Mijo is good. One time I got an order and it was missing a plant. When I mentioned it, he promptly mailed the plant off...but 2 of them. As I recall, if it's the listing I saw, I didn't bid because the photo looked to me like a hybrid rather than straight helenae. Regardless, helenae is a great plnat to grow.


----------



## abax (Aug 16, 2013)

All my Paphs. are growing essentially the same way in my greenhouse. The
tiny helenae compot was a trial run and I over-watered such tiny plants
and repotted too soon. I'll be much more careful now.

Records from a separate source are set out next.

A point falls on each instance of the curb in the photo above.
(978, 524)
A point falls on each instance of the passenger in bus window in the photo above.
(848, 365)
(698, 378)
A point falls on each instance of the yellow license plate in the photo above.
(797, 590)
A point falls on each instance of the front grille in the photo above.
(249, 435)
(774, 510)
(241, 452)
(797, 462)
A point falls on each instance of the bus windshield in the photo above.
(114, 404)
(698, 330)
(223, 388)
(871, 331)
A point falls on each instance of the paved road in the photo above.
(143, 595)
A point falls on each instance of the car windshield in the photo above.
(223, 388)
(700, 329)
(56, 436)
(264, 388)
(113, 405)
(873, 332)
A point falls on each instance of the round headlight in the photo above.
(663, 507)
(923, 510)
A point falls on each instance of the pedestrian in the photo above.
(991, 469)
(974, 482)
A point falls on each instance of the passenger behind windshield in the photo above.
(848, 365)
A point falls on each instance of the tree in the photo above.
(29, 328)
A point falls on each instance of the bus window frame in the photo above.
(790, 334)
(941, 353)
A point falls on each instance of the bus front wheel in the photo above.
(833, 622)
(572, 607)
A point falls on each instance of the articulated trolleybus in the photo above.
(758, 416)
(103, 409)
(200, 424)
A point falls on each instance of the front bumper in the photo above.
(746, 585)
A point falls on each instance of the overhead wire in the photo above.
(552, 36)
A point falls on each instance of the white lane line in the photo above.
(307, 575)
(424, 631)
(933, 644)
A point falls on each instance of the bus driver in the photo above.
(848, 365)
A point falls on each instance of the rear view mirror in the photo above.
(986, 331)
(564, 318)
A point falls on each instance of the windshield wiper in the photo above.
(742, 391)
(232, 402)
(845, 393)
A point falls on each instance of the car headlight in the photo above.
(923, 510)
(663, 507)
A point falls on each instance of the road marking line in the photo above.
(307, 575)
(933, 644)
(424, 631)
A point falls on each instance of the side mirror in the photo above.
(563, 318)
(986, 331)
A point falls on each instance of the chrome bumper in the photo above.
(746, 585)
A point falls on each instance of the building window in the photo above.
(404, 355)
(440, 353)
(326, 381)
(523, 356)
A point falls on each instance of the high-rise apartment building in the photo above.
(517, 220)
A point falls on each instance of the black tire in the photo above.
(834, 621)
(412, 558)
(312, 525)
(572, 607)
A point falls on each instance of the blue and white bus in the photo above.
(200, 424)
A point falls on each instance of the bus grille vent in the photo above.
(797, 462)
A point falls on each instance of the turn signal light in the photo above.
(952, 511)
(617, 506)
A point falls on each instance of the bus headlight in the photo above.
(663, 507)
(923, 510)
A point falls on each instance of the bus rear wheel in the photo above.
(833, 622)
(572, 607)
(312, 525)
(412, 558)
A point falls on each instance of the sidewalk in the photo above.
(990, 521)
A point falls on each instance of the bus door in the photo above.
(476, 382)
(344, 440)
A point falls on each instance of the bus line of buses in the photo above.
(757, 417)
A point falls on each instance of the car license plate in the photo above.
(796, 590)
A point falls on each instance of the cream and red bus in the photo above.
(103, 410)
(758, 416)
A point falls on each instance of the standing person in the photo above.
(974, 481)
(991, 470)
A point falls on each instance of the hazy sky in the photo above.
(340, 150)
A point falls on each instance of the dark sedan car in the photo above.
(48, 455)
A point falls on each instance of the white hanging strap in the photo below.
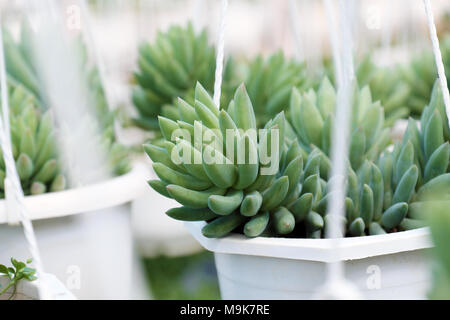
(220, 53)
(437, 56)
(88, 34)
(295, 28)
(14, 193)
(336, 286)
(332, 30)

Eric M., the listing really didn't show very much in the photo of the plant.
What might one look for to differentiate a hybrid using helenae from the
species?


----------



## Justin (Aug 16, 2013)

The flower pic is def. a hybrid but the plant looks like helenae


----------



## goldenrose (Aug 16, 2013)

Eric Muehlbauer said:


> .... the photo looked to me like a hybrid rather than straight helenae. Regardless, helenae is a great plnat to grow.





abax said:


> ....What might one look for to differentiate a hybrid using helenae from the
> species?





Justin said:


> The flower pic is def. a hybrid but the plant looks like helenae



Helenae is a rather variable species so this is a really good question, what are you looking for/at to differentiate hybrid from species especially when the plant looks helenae. When one considers other diminutive paphs I'd have a hard time considering it's a hybrid of any of those.


----------



## goldenrose (Aug 16, 2013)

abax said:


> All my Paphs. are growing essentially the same way in my greenhouse. The tiny helenae compot was a trial run and I over-watered such tiny plants and repotted too soon. I'll be much more careful now.


I killed an adult helenae, crown rot, so I feel they need better air circulation than my barbigerums or henrys.


----------



## likespaphs (Aug 16, 2013)

the auction photo looked to me like helenae x primulinum (or similar)


----------



## Eric Muehlbauer (Aug 16, 2013)

I agree...the auction photo looked like a helenae cochlo cross. Certain things are variable in helenae, like color intensity and the amount of red in the pouch. But, some things are consistent. Aside from size (which may not be clear in a photo) helenae always has STRAIGHT petals, never ruffled, relatively short and narrow, somewhat forward facing.


----------



## abax (Aug 17, 2013)

The helenae is on it's way and in bud. (good vibes flowing for the bud to
make it here intact). The bloom should be interesting and the information
even MORE interesting. Looking again at my little one leaf wonder, I can
see the difference now that you've mentioned it. 

Goldenrose, I have LOTS of air movement in my gh, but I will take your
experience to heart and place the pot directly under the muffin fan and
try not to over-water. I'm all set and hope it stops raining sometime or
other. My Rh is stuck on 91% and has been for weeks!


----------



## Paphanatic (Aug 30, 2013)

Did it make it to you ok?


----------



## abax (Aug 31, 2013)

Indeed, it did just fine and the packing was excellent. The bud is taking its
own sweet time to open, but hasn't blasted. I'm trying not to love it to
death! It's sooooo cute. I like the potting medium too...very open and
drains well. That's very important to me because my gh is very humid.


----------